With Prime Minister Boris Johnson’s move to prorogue Parliament the latest in an increasingly tense relationship between the various parts of Government, and with sterling and stock markets facing increasingly uncertain times, patient capital investments may be worth considering as an investment option.
The economic and political climate can make it tough to know where to invest capital, as it is hard to know which way the wind will blow next.
One area that at least provides some protection against these shocks is patient capital. Those which receive taxable benefits requiring minimum holding periods, such as the Enterprise Investment Scheme (EIS) and business relief (BR) may see an uptick in interest as investors look for ways to store and grow capital during the uncertainty.
Despite the vote for Brexit happening over three years ago, the political and economic uncertainty it has resulted in shows no signs of dissipating, even though the UK is set to leave by the end of October.
Until this date, and probably beyond it, uncertainty looks certain to continue.

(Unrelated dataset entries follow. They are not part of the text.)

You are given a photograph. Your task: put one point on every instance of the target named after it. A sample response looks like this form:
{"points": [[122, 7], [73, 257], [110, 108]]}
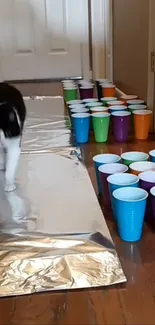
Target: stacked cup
{"points": [[121, 189], [86, 89], [70, 90]]}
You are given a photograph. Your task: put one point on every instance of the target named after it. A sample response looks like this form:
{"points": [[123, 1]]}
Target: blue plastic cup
{"points": [[81, 126], [152, 155], [106, 158], [78, 110], [130, 207], [120, 180]]}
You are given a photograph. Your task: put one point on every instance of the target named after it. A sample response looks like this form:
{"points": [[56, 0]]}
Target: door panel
{"points": [[42, 38]]}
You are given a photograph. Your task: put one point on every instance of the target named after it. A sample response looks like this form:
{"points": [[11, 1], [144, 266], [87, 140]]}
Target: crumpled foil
{"points": [[32, 264], [53, 233]]}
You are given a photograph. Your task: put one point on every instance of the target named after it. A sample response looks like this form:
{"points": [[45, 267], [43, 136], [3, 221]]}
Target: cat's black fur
{"points": [[11, 105], [12, 117]]}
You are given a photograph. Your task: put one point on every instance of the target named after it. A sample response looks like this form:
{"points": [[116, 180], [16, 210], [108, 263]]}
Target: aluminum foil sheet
{"points": [[53, 233]]}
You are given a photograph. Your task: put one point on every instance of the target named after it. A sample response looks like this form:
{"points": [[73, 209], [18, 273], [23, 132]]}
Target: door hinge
{"points": [[152, 61]]}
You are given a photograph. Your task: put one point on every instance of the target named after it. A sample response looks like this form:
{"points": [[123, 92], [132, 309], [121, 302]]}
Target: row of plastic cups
{"points": [[120, 123], [126, 199], [128, 159], [125, 204], [81, 126], [131, 204]]}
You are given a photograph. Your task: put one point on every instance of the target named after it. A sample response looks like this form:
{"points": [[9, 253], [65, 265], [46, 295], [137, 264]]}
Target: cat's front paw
{"points": [[10, 187]]}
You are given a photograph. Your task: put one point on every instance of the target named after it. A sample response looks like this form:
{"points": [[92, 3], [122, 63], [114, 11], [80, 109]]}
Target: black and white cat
{"points": [[12, 117]]}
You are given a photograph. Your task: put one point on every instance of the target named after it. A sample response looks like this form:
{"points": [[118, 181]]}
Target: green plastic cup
{"points": [[101, 122], [105, 100], [70, 94]]}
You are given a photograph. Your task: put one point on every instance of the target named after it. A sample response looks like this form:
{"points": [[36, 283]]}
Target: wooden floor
{"points": [[131, 304]]}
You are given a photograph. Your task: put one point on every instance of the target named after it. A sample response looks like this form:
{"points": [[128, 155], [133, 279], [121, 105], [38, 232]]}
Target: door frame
{"points": [[151, 74], [83, 37], [102, 39]]}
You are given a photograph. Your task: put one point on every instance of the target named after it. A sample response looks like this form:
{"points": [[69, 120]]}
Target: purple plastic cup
{"points": [[121, 125], [152, 199], [105, 171], [86, 92], [147, 181]]}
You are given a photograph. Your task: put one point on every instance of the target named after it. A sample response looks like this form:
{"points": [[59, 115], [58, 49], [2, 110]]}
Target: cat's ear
{"points": [[11, 117]]}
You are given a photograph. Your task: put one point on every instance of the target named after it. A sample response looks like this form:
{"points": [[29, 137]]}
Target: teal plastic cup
{"points": [[120, 180], [130, 206], [101, 159]]}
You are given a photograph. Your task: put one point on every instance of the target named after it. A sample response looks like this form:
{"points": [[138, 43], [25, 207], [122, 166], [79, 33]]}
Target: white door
{"points": [[151, 64], [41, 39]]}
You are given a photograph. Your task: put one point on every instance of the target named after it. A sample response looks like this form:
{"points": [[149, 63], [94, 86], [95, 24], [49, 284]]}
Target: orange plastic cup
{"points": [[108, 90], [125, 98], [142, 123], [115, 102]]}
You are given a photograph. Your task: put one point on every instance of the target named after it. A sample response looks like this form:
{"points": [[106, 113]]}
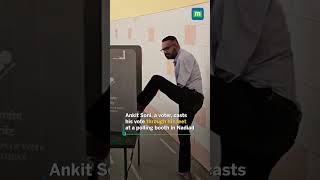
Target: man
{"points": [[187, 93], [255, 110]]}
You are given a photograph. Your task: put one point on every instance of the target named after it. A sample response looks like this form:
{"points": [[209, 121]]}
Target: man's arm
{"points": [[185, 70]]}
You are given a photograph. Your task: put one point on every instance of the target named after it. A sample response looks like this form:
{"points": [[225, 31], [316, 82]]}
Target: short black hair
{"points": [[171, 38]]}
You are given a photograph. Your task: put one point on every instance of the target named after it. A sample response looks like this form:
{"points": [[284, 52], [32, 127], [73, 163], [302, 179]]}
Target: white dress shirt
{"points": [[187, 71]]}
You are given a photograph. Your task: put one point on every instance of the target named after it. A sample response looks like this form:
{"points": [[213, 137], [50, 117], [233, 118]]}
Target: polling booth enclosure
{"points": [[50, 77]]}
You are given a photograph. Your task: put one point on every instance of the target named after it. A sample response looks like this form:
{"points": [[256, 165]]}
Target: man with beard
{"points": [[187, 93]]}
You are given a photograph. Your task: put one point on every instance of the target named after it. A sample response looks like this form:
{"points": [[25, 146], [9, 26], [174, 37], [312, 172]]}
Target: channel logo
{"points": [[197, 13]]}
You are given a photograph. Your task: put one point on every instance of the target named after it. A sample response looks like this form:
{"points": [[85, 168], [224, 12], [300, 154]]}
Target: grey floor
{"points": [[159, 161]]}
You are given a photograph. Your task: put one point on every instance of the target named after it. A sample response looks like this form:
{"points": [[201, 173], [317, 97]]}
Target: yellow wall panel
{"points": [[120, 9]]}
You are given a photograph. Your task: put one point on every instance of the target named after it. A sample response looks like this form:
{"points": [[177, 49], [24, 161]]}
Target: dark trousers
{"points": [[256, 126], [189, 102]]}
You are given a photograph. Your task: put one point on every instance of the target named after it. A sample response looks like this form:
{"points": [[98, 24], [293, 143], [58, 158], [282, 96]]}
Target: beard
{"points": [[172, 55]]}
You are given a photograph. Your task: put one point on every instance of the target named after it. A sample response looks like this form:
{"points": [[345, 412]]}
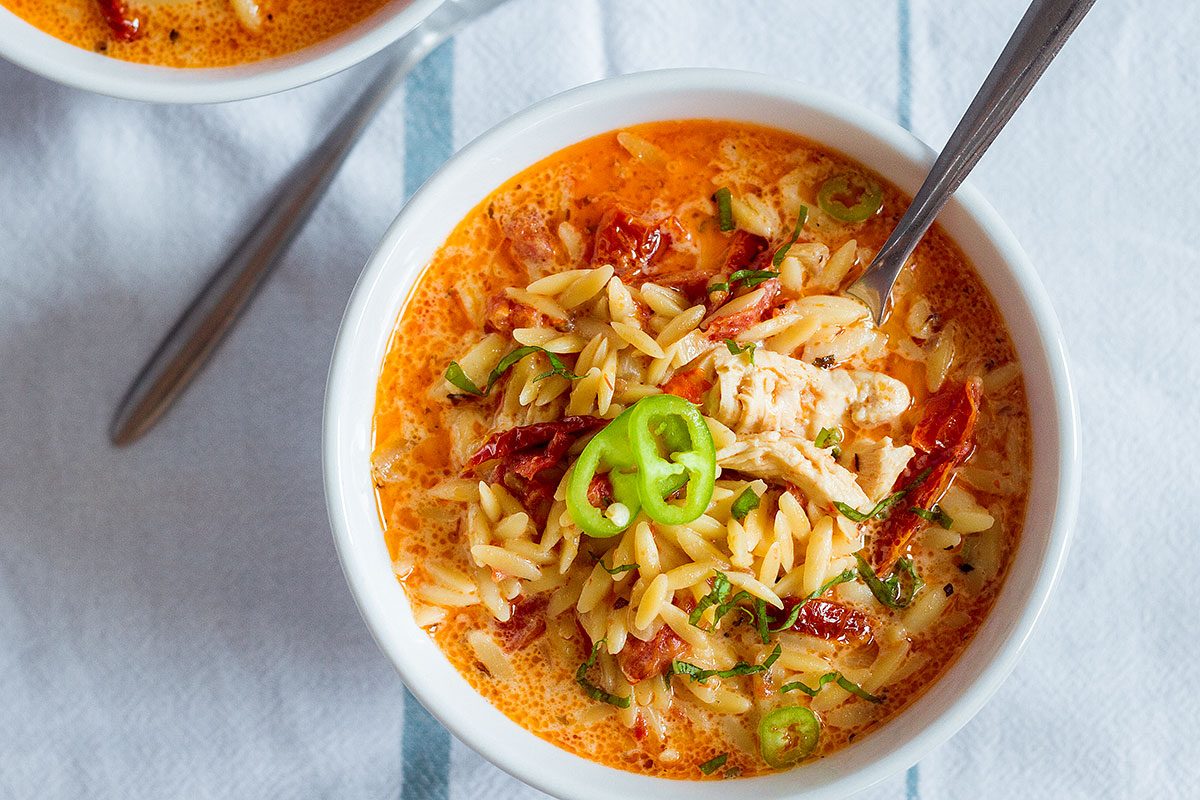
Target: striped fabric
{"points": [[173, 621]]}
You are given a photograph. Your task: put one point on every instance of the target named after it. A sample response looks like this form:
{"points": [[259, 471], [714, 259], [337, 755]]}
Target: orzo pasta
{"points": [[660, 489]]}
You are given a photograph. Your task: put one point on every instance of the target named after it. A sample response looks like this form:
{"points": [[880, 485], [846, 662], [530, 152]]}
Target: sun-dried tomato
{"points": [[949, 417], [640, 660], [631, 244], [689, 385], [945, 439], [526, 452], [505, 314], [727, 326], [526, 624], [741, 252], [600, 491], [529, 449], [827, 620]]}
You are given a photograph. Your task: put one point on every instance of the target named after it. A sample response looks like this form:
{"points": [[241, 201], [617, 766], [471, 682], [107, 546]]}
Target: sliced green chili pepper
{"points": [[787, 735], [642, 476], [611, 447], [870, 197], [669, 439], [724, 198], [796, 234]]}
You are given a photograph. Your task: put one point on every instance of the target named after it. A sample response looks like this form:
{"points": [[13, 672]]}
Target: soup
{"points": [[193, 32], [660, 489]]}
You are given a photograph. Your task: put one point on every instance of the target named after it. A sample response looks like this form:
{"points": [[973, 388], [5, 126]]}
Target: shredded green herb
{"points": [[739, 668], [796, 234], [748, 348], [898, 589], [760, 609], [730, 605], [745, 503], [718, 595], [855, 515], [753, 277], [825, 680], [935, 515], [828, 438], [456, 376], [592, 690], [724, 198]]}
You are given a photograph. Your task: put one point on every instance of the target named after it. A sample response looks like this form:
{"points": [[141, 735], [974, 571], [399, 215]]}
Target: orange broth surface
{"points": [[438, 325], [196, 32]]}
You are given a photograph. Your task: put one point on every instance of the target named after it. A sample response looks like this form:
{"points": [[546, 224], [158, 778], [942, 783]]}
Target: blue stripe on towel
{"points": [[429, 142], [904, 115], [904, 97], [429, 130], [912, 783]]}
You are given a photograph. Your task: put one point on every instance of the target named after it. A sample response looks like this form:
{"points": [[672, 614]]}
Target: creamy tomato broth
{"points": [[659, 489], [193, 32]]}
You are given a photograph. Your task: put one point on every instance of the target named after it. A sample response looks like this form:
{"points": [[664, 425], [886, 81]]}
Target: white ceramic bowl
{"points": [[543, 130], [49, 56]]}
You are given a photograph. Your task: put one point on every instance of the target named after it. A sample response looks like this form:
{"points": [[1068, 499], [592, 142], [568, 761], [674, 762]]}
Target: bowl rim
{"points": [[963, 702], [43, 54]]}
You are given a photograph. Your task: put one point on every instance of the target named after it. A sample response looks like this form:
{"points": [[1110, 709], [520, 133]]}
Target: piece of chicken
{"points": [[879, 464], [795, 459], [778, 392]]}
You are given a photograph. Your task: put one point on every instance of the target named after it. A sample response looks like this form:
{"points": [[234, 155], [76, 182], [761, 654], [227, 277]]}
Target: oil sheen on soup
{"points": [[655, 483], [193, 32]]}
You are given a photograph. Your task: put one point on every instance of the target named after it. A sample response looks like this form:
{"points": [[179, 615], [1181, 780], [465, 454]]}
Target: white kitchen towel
{"points": [[173, 620]]}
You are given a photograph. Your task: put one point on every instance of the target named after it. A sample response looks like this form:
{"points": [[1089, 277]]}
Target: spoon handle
{"points": [[208, 318], [1037, 40]]}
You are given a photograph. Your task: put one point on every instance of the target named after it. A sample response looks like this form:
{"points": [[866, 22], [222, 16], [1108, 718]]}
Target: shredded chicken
{"points": [[793, 459], [778, 392], [879, 465], [877, 397]]}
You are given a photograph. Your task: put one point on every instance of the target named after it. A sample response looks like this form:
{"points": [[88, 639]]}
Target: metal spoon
{"points": [[211, 313], [1037, 40]]}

For products like EIS and BR, however, investments are made with a view to lasting several years – at least two years in the case of BR and three years as a minimum for EIS. In reality investments tend to last longer than the minimum, especially in BR, where they need to be held until death in order to qualify for inheritance tax relief.
The longer-term nature of these investments ought to smooth out some of these short-term shocks of the present climate.
Similarly, while this uncertainty could lead to stock market volatility, EIS and BR investments are, to an extent, insulated from this. In order to qualify for the reliefs, neither will involve FTSE shares. Instead they will at most be involved in AIM listed companies or unlisted entities.
While investing in unlisted or AIM listed companies remains risky, unlisted shares are totally uncorrelated to the performance of the stock market, and therefore have an additional level of protection in case panic hits the stock market and contagion takes effect. AIM shares, meanwhile, may be volatile in the short term but have posted impressive medium to long term performances in the past.
In fact, the minimum holding periods required to qualify for the tax reliefs offered by EIS and BR work as lock in periods with a dual purpose; not only do they prevent investors from withdrawing at the first sign of a decent return, but also at the first sign of trouble. And that’s what patient capital is supposed to do.To some extent, this can also protect the investor from their own, short term, knee-jerk reactions.
In these uncertain times, this can also be hugely beneficial for UK business, helping them to retain the capital they need to navigate choppy economic waters.
None of this is to say the risk which existed before has gone away. EIS investments will still be risky due to the size and age of the businesses requiring it. Exit risk will still exist regardless of what happens with Brexit.
As the British economy lurches towards the Brexit date, there are no 100% safe bets in investments. EIS and BR still remain risky propositions and investors should speak to financial advisors before making a substantial investment. That said, the current uncertainty may well make their longer term benefits more attractive to prospective investors.